Tom Carr, Head of Real Assets Products

Private Capital Fundraising

Unlisted Natural Resources Fundraising Rises in Q3 2016

Fifteen unlisted natural resources funds reached a final close in the third quarter of 2016, securing a combined $25bn in investor commitments. This represents a marked uptick from the $12bn and $6.1bn raised by funds closed in Q1 and Q2 respectively, and approaches the record quarterly fundraising total of $26bn seen in Q3 2015. Fundraising in the quarter was dominated by Brookfield Infrastructure Fund III, which closed on $14bn in July. Although the fund is not focused purely on natural resources, it is expected to commit significant amounts of capital to energy-related investments.

Aside from this fund, however, fundraising in Q3 remained similar to the levels seen the previous quarter. Without it, five North America-focused funds raised an aggregate $7.7bn, while four Europe-focused funds raised just $2.2bn. A single Asia-focused fund raised $0.2bn, while three funds focused on the rest of the world secured $0.8bn. This is some way off the record rate of fundraising seen in 2015; natural resources funds have raised a combined $44bn in 2016 YTD, compared with $64bn in the first three quarters of 2015.

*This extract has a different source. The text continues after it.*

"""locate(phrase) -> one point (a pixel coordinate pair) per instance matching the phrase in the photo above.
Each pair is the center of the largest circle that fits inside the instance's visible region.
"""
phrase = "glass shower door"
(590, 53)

  • Fundraising by Strategy: Fundraising through the quarter was again dominated by energy-focused funds, with 12 funds raising a combined $24bn. Two agriculture-focused funds secured $0.7bn, while no metals & mining-, timber- or water-focused funds closed.
  • Time on the Road: Natural resources funds are tending to spend longer fundraising before holding a final close. Funds closed so far in 2016 spent an average of 22 months in market, compared with 16 months for funds closed in 2011.
  • Funds in Market: There are currently 264 natural resources funds seeking a total of $121bn in capital from investors. The largest of these is Global Infrastructure Partners III, which has a target size of $12.5bn, and is expected to allocate some capital to energy assets.
“Natural resources fundraising in 2016 has been a long way from the record activity seen in 2015. Although Q3 marked the highest quarterly fundraising total in the past year, this figure is dominated almost entirely by a single fund which, although it is not a pure natural resources fund, is expected to commit a significant amount of capital to energy projects. It is possible that funds of this size are making it difficult for managers to secure commitments. Despite energy-focused funds having always been the largest part of the industry, it is still of note that there has been such little activity in other sectors. A protracted period of losses and uncertainty for the mining industry at large has seen interest withdraw, and although agriculture is the second largest sector in the industry, very few funds focused on such investments are currently being raised.”